It’s been 40 days since the 35W Bridge collapsed. Today, a sunny Fall day, I’ve come down to view the site…the first day (since the first fitful days of August) that I’ve been here. I’m writing this from the 10th Ave Bridge. I stand close enough to the collapse site to see everything, practically close enough to touch the pillars, the crushed railroad cars, the twisted steel. It looks smaller than I expected, like that feeling I have when I go back to my elementary school and the rooms seem little.

As in early August, a huge crowd gathers. We stand in respectful silence and awe. Seeing. It sinks in, one level deeper. In the river there are 5 barges, the ones used for clean up. They bob slightly in the muddy Mississippi, and I wonder how the divers found anyone. The river is dark, even with the midday sun. Two of the barges have cranes several stories high perched on them, and I don’t see the flags at first. I can’t see much at first. There is too much to look at, and all I can do is stand there. Absorbing it into my cells. But then I see it; a flag is flying against the blue sky, the Minneapolis skyline in the background. I instantly remember seeing the flags flying at Ground Zero, and I have the same rush of faith and patriotism and tenderness for what has happened. I look around, and see flags everywhere around the collapse site. There are 8. On the cranes, the barges, the trailer where the demolition crew takes their breaks. And I know someone thought that through. It was the way someone showed up for what happened here.

I walk the length of the bridge. Slowly. When I get to the end and turn to walk back, women begin to pass me wearing cotton dresses and white bonnets. And then their men come. The single ones clean-shaven, the married with beards. My attention turns from the bridge to the Mennonites, and I realize they are curious, too. Then, quite suddenly, the group of 50 clusters near one of the lookout points and forms a choir. They begin to sing a cappella hymns in 4-part harmony. Their voices are gentle, soothing, the music floating over the site and the people viewing it. I am singing the lyrics with them in my head—all familiar songs from my early upbringing in the church. A Mennonite man approaches me with a CD of their music. I accept it. He tells me they have driven up from southern Iowa to sing on the bridge. A 5-hour trip. They sing 7 songs, and continue across the bridge.

I continue walking. An artist paints the collapsed bridge with her oils, an easel set up. Parents quietly explain to their children what they’re seeing. The voices are mainly those of the children, innocent questions about how people drown, would the choo-choo train be okay; one cries when he thinks his big brother has a better view.

I came here today simply because I needed to.

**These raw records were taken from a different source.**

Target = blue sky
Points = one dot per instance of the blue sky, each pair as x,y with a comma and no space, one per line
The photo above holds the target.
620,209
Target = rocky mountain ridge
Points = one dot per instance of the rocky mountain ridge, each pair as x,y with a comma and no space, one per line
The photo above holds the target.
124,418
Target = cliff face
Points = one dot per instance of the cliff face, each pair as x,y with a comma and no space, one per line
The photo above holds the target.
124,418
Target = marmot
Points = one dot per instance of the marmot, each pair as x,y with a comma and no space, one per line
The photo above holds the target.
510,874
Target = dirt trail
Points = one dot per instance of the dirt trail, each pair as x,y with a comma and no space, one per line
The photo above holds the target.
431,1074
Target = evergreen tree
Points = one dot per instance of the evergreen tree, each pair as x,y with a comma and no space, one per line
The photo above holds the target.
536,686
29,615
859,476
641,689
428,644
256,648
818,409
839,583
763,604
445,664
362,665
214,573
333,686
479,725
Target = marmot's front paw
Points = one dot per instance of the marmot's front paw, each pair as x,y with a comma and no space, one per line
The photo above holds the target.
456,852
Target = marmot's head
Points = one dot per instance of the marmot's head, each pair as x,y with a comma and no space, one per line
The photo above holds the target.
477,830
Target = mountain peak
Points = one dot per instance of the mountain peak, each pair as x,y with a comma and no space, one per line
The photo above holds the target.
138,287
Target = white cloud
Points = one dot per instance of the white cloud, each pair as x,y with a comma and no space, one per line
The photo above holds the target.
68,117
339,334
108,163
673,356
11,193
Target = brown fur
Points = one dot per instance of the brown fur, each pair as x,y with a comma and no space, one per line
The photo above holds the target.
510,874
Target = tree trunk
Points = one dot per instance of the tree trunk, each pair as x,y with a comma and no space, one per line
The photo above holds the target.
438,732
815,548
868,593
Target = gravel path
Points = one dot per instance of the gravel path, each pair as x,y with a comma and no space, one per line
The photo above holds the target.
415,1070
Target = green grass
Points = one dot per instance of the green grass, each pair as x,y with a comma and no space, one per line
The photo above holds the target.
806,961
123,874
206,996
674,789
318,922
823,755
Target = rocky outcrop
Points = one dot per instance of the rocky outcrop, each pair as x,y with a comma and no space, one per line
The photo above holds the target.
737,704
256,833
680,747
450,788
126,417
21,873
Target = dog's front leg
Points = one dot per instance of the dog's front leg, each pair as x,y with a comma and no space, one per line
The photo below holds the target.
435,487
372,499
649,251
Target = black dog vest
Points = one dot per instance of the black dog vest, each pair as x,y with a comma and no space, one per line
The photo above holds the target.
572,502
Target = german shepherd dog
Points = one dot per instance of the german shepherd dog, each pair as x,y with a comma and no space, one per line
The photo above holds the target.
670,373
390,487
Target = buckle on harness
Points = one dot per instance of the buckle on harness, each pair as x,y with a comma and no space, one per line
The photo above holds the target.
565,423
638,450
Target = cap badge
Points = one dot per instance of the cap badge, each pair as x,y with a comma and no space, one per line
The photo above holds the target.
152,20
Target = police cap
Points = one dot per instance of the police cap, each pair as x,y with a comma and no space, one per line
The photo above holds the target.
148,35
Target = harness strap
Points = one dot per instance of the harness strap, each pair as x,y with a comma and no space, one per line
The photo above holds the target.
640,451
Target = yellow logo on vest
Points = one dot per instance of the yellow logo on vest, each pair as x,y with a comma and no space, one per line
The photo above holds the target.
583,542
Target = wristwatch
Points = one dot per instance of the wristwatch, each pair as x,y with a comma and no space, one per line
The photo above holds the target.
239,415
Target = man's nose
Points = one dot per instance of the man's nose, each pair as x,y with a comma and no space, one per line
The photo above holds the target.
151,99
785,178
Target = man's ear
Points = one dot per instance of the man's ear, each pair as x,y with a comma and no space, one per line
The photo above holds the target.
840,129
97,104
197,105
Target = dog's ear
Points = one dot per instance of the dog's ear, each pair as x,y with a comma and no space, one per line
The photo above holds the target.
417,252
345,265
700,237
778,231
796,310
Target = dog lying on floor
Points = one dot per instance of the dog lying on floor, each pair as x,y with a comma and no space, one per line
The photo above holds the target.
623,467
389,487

I came without expectations. It was time. What I didn’t plan on was the feeling of tremendous unity. Everyone tries to make sense of this, and brings what they have. The Army Corps of Engineers brings their flags; the Mennonites bring their music, the artist her palette. A feeling of deep peace permeates the crowd. And I can see somehow (as the Mennonites have sung)…It is well with my soul.


About Teri:  Teri is a writer from Minnesota, living in Minneapolis. She went to the I-35W collapse site every day for several days immediately following the tragedy, but she was not able to see the bridge up close due to barricades blocking public access. Teri again visited the site this past weekend, where she did the writing practice “40 Days, 8 Flags, and 1 Mennonite Choir.” This post is a follow-up to “Thornton Wilder & Bridges,” a piece Teri wrote shortly after the August 1, 2007, bridge collapse.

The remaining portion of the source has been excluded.